Use of artificial intelligence (AI) in manuscript preparation
Generative AI tools (e.g., ChatGPT) were used solely as an editorial assistant to refine language and style. No data or research findings were generated or manipulated by AI. All authors have reviewed and take full responsibility for the integrity of the content.
Statement of informed consent
All individual participants in this study provided informed consent, and additional consent was obtained as required for any identifying information.
Statement of human rights
The ethics committee of Alborz University of Medical Sciences, Alborz, Karaj, Iran, approved this study. (Code: IR.ABZUMS.REC.1401.272). All procedures followed the ethical guidelines of the Declaration of Helsinki and COPE.
CRediT authorship contribution statement
Mohammad Hadi Bahri: Validation, Supervision, Software, Resources, Project administration, Methodology, Investigation, Funding acquisition, Formal analysis, Data curation, Conceptualization. Seyed Mohammad Naghibalghora: Writing – review & editing, Writing – original draft, Software, Resources, Project administration, Methodology, Investigation, Formal analysis, Data curation, Conceptualization. Mojtaba Ahmadinejad: Supervision, Project administration, Methodology, Investigation, Conceptualization. Kourosh Kabir: Supervision, Software, Methodology, Formal analysis, Data curation, Conceptualization. Nazanin Khezri: Writing – original draft, Data curation, Conceptualization.

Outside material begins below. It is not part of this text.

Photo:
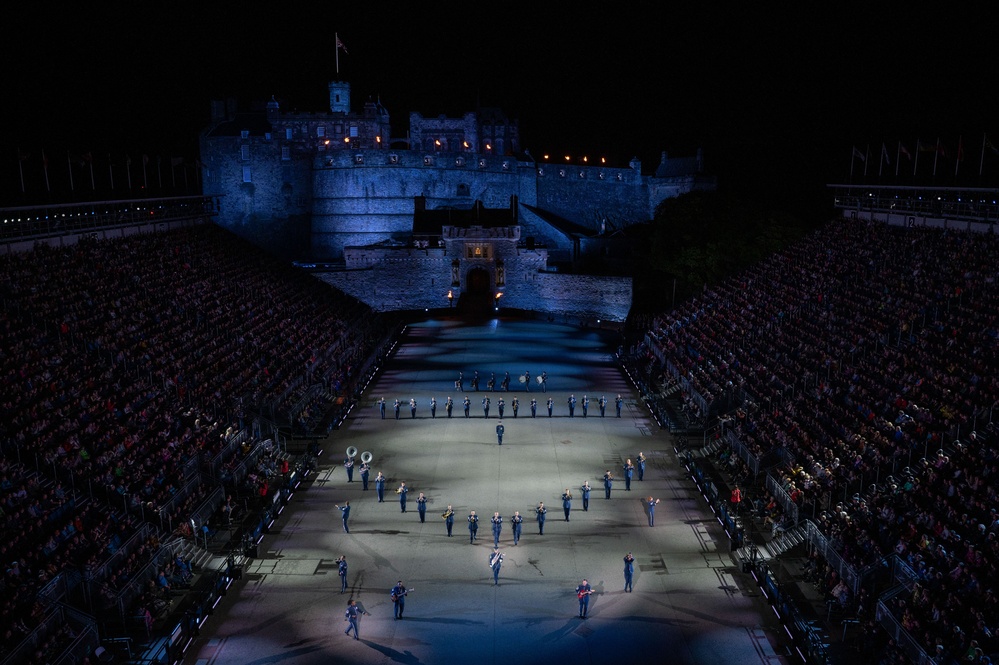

Declaration of competing interest
The authors declare the following financial interests/personal relationships which may be considered as potential competing interests: Seyed Mohammad Naghibalghora reports financial support and equipment, drugs, or supplies were provided by Alborz University of Medical Sciences, Karaj, Iran. Seyed Mohammad Naghibalghora reports a relationship with Alborz University of Medical Sciences that includes: funding grants. The other authors declare that they have no known competing financial interests or personal relationships that could have appeared to influence the work reported in this paper.